# Apostilla de la Haya



## LA_Rick (Oct 20, 2008)

Can anyone tell me what "Apostilla de la Haya" means? I suspect its some type of what we call a "Notarized Document" here in the U.S.

WHat I'm trying to find out is, what does it take to open a Bank Account in Spain for both a self-employed consultant working under a Business Name and also a private normal personal checking/savings accouunt.

Also, here in the U.S., I work as a consultant using my own name. I do not have a ficticious name (e.g. DBA - meaning "Doing Business As"). I bill using my name and I am issued a 1099 at the end of the year for my U.S. Taxes. Is this acceptable in Spain or do I have to have some silly ficticious name?

Thanks for anyone's input!


----------



## J.O.N. (Oct 22, 2008)

﻿Apostillado de la Haya is what you need to do to your documents so that they are treated as
legitimate documents in Spain. What you need to do is to take the documents to the US State
department and explain that they have to be validated with the apostillado de la Haya and they’ll know what to do. Getting them notarized is not going to do the trick, there is a vast difference between a notary public in the States and a Notario in Spain.
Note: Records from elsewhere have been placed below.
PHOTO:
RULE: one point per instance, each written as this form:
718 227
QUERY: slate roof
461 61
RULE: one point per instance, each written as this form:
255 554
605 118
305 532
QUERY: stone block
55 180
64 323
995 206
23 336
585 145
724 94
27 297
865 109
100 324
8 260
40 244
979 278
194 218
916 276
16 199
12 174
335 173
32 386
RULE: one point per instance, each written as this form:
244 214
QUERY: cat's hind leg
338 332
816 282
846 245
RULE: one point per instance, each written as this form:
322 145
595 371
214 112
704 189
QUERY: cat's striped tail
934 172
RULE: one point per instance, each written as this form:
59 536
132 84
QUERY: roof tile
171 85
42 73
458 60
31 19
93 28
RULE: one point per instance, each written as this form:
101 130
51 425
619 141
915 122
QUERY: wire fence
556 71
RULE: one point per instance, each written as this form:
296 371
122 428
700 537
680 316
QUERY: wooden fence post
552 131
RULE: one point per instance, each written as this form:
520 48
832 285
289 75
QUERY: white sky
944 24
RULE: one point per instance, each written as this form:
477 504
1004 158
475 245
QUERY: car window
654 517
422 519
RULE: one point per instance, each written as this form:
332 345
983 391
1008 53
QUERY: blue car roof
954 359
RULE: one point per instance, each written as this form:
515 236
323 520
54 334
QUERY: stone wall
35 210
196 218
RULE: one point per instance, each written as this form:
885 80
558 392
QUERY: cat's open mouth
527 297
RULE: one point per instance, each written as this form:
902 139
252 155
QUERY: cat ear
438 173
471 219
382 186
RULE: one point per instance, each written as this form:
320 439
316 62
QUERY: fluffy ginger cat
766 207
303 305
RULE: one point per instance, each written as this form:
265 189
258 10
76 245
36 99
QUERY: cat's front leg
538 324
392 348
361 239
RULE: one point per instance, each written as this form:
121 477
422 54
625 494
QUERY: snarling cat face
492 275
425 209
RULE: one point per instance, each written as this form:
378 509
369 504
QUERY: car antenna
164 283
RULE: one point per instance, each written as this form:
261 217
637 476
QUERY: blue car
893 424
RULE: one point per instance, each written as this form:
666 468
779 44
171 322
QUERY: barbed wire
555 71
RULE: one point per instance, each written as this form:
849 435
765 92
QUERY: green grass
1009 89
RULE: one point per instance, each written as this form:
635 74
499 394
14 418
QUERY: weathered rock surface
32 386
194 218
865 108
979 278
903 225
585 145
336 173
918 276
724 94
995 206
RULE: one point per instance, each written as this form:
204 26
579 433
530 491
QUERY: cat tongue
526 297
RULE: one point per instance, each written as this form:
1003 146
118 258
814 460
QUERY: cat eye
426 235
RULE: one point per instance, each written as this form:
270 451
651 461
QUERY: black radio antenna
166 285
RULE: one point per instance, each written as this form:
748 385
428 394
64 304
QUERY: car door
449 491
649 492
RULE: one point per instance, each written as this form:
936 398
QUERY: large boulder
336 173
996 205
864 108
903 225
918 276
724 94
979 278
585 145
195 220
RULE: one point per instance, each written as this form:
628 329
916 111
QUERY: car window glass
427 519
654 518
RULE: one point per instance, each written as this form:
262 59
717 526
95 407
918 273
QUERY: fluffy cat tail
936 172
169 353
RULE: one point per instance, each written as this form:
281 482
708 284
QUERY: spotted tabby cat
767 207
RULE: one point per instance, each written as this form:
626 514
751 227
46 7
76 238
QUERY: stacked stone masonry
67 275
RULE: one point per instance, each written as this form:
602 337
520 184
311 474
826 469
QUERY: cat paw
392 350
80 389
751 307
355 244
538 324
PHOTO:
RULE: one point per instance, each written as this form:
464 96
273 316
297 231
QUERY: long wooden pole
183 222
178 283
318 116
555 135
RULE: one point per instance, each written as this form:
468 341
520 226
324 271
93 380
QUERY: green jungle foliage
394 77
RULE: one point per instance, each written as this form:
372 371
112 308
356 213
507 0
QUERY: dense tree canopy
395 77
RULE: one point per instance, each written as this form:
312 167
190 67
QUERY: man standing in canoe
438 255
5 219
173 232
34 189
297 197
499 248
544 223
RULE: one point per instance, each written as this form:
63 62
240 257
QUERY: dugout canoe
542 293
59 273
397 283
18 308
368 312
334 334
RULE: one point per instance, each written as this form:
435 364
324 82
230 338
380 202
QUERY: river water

Opening a bank account as a non resident is easy, all you need is money and your passport. Once you have established residency and are legally authorized to work, you will have a resident number which is equivalent to the NIE, at that point you will have to change your bank account from non-resident to resident status.

I hope this helps,

J.O.N.


----------



## SteveHall (Oct 17, 2008)

You should speak to a financial planner/advisor as to where you should be tax resident. 

You can work as John Smith, you can equally work as John Smith SL or xyz123 SL T/A John Smith 

To set up as a SL (limited company in the UK, don't know re USA) will be 3,000+ euros. Thus many stay autónomo and work their own account. 

Your advisor will be able to assist as to what is best for you. 

Te deseo mucha suerte


----------